Apesar de a empresa ser dona de uma área de 24 hectares na região, a maior parte dos animais comercializados pela marca será criada em fazendas de parceiros que contarão com a infraestrutura da Santan —veterinário, cerca e alojamento, além do animal matriz. Até o final do ano, a previsão é que 2.000 animais sejam próprios e 3.000 de parceiros.

Uma tipo de criação tão peculiar eleva o preço: Santin conta que paga ao produtor parceiro três vezes o preço do porco comercializado por grandes marcas no dia e vende em São Paulo pelo preço que negociar, normalmente o dobro de um produto semelhante. A carne chega por terra ou pela aeronave da empresa.
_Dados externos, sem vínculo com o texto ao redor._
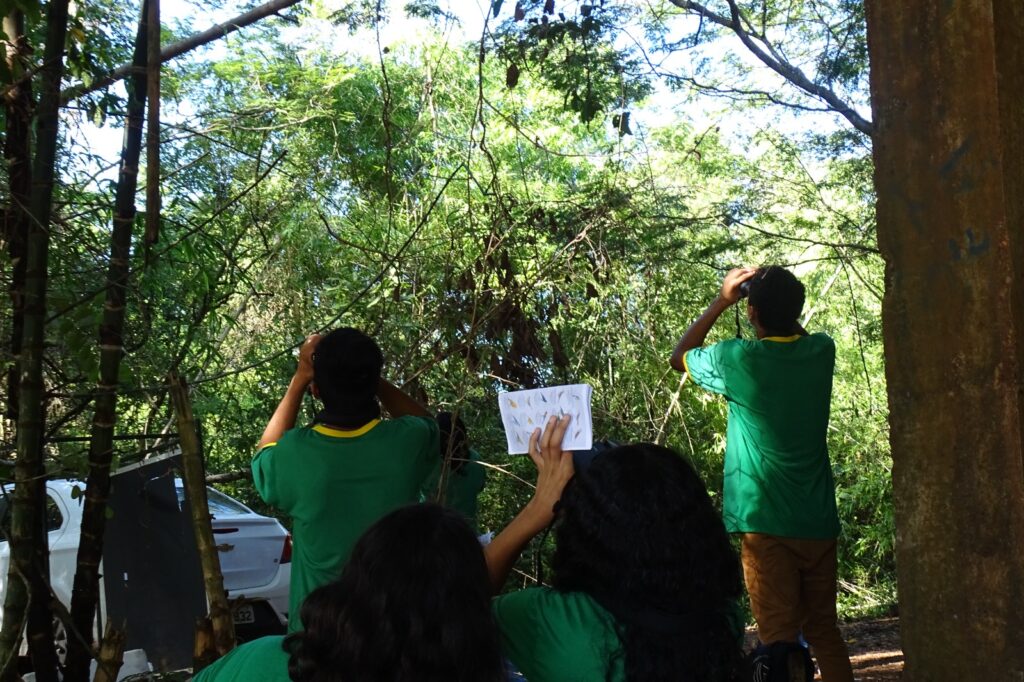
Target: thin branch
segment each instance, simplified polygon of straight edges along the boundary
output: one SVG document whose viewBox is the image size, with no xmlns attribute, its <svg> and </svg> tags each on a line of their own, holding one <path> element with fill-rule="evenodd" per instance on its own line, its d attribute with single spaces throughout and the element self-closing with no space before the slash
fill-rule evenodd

A startup planeja abrir uma loja da marca no Mercado Municipal de São Paulo em dezembro, apesar do atual foco em entrega para consumidores finais. Supermercados estão fora de cogitação por enquanto.

"Se você pegar uma carne fresca e deixar ela em uma gôndola por 2 ou 3 dias, o trabalho nosso de meses foi todo por água abaixo. A carne fresca é o grande segredo da Santan. Se o sangue coagula junto, acabou", justifica.

A atenção minuciosa, diz, também é importante para garantir a qualidade da carne. E um desafio compartilhado por quem entrega produtos frescos.

"Não tem como garantir que o produto esteja fresco se não tiver um comprometimento de 110% da equipe cuidando do passo a passo. Não é como pegar um produto congelado e, se demorar 10 horas, tudo bem", afirma.